Tampa's new airline already envisions more flights

July 18, 2013
More than $1 million in local incentives will support four Copa Airlines flights a week between Tampa International Airport and Panama for a year, beginning Dec. 17.

July 18--TAMPA -- More than $1 million in local incentives will support four Copa Airlines flights a week between Tampa International Airport and Panama for a year, beginning Dec. 17.

But a top Copa executive said Wednesday that the airline's track record indicates its Tampa presence is likely to prevail beyond short-term marketing incentives and that additional flights are envisioned.

"Tampa is our 66th destination and we have never left a city," said Joseph Mohan, the Copa senior vice president who decided with Copa Chief Executive Pedro Heilbron to launch the Tampa flights.

Mohan made his comments during the official announcement that the Tampa airport had secured the long-sought Copa service.

"This is a historic day," Tampa International Chief Executive Joe Lopano said regarding the airport's first nonstop flights to Copa's Panama City hub. Connecting Copa flights are available to Buenos Aires, Argentina; Rio De Janeiro, Brazil; Lima, Peru; Santiago, Chile; and two dozen more Central and South American destinations.

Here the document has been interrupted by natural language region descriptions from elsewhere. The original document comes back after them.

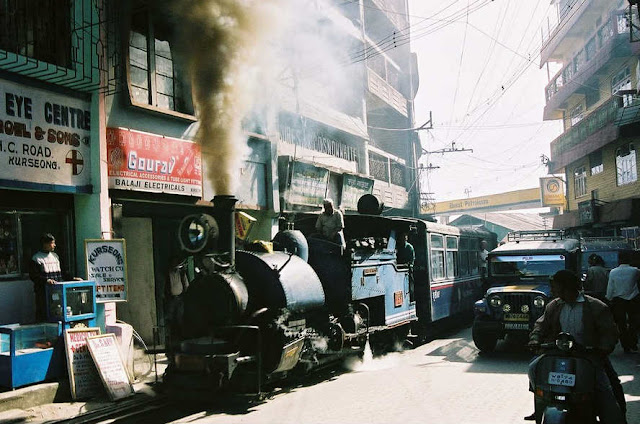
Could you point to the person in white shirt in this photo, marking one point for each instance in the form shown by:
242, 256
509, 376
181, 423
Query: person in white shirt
624, 295
330, 223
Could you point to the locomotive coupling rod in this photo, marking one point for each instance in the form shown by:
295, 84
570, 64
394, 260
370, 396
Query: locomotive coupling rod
246, 359
258, 356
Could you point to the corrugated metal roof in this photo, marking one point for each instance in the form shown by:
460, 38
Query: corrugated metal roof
510, 221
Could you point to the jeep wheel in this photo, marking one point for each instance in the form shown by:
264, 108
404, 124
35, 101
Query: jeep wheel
483, 341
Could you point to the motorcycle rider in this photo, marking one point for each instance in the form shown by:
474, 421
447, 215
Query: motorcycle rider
591, 323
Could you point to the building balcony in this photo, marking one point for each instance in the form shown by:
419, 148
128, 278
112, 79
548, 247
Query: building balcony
594, 60
394, 11
572, 26
599, 128
384, 91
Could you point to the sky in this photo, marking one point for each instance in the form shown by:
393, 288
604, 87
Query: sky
480, 78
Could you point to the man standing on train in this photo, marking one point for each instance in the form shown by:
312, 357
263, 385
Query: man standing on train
330, 224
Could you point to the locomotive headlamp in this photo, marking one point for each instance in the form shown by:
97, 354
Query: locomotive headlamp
495, 301
539, 302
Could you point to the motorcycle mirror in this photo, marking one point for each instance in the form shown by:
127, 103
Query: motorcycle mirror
564, 342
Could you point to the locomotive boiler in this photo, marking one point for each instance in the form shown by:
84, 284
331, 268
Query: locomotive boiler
254, 316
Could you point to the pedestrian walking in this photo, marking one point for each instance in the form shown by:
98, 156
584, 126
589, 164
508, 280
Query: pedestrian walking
45, 268
624, 295
597, 278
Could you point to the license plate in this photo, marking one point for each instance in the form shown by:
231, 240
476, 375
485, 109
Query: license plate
562, 379
515, 326
516, 317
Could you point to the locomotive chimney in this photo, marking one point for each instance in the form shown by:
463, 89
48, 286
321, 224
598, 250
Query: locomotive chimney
225, 207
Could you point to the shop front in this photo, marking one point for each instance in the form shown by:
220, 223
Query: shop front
45, 174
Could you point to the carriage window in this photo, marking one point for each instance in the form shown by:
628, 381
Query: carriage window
437, 257
452, 257
474, 254
463, 257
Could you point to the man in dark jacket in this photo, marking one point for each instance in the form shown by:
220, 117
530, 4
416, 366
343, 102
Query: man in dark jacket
591, 323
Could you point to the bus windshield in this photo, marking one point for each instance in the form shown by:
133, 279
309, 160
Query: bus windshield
526, 266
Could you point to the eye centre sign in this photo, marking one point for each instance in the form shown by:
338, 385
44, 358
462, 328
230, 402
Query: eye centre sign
106, 262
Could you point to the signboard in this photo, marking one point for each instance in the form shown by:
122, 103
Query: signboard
108, 360
353, 188
83, 375
587, 212
148, 162
45, 140
106, 262
518, 199
308, 184
551, 191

"Copa's next brand-new market is Tampa," Lopano said. "It could have been somewhere in Chile, Venezuela or Texas."

Lopano and Tampa Mayor Bob Buckhorn in May 2011 led a small contingent of local officials who met Heilbron and Mohan in Panama to pitch Tampa International. They received a courteous message from the airline that was successfully serving Miami and Orlando: Copa is not looking at Tampa.

Two years and a dozen meetings later, Copa became a convert, based both on details of the potential family, tourist and business travel available to and from Tampa and the partnership between the airport and local business groups, Mohan said.

"The strong local support makes this a unique destination," said Mohan, who lived in Miami before graduating from St. Petersburg Catholic High School and the University of Florida in 1991 with an economics degree.

Mohan pointed to the similarities between the potential in Tampa and Copa's announcement in January 2012 to launch service in Las Vegas six months later.

"Our plan was to begin with four flights a week, just like Tampa," Mohan said. "But even before we started service we had enough ticket sales to add a fifth flight between Las Vegas and Panama City. Now we are flying that route daily."

Although the Tampa area's demographics are markedly different from Las Vegas, detailed market research indicates Tampa's potential for demand, Mohan said.

That includes trips by personnel involved with the University of South Florida's Center For Advanced Medical Learning and Simulation, which will establish a similar facility in Panama and is studying future CAMLS sites in Colombia and Brazil, said Paul Ayres, the project's director of marketing and business development.

Tampa International's success in attracting Copa will not change its strategy to recruit airlines including TAM for flights to Brazil, Avianca for Colombia, Aeromexico for Mexico City, and Condor and Lufthansa for Germany, airport vice president of marketing Chris Minner said.

Top domestic priorities are nonstop flights serving San Francisco with United and Virgin America and Seattle with Alaska Airlines, he said.

"The faith Copa has in us sends a message of confidence to the rest of the world," Mayor Buckhorn said. "Our time has come. We are going to be the gateway to the Americas."